Many of the first recorded wines were rosé. These lighter libations were watered-down field blends of both white and red grapes. In ancient Greece, it was considered civilized to dilute the wine, but these early examples were a far cry from the rosés of today. Instead, they were slightly off-dry and tannic from contact with the grape skins, seeds, and stems.
In the 6th century BC, the Phocaeans brought grapevines to Massalia, (modern-day Marseille) in southern France. The wines they produced were field blends of white and red grapes, which were naturally light in colour. These pleasant pink wines were the talk of the Mediterranean. By the time the Romans landed later in Provence, they had already heard all about the ‘pink wines of Massalia,’ used their super-connected trade networks to make them popular around the Mediterranean. Even today, the south of France is still considered the epicentre of rosé.
Credit – Victoria James, Drink Pink: A Celebration of Rosé
How Rosé is produced
As with red wine, rosé production starts with the picking of grapes that are then crushed manually or mechanically inside a vat. The grape berries’ skin and juice are left to react with each other for a few hours, commonly between four to eight hours to be precise before the skins are removed and the liquid is left to ferment on its own, without the grape’s skin.

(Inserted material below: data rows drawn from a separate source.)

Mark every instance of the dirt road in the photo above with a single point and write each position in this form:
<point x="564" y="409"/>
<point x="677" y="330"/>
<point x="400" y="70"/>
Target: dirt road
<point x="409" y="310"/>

The result is a lighter, pink colour. In the case of deeper-coloured red wines, the skin and juices are left alone for a more extended period. All wine colour is derived from the skins, so the longer the contact, the more colour extraction. Another technique some rosé manufacturers use is to blend red and white wines to produce a lighter rosé colour. But this technique is only allowed in the Champagne region in France.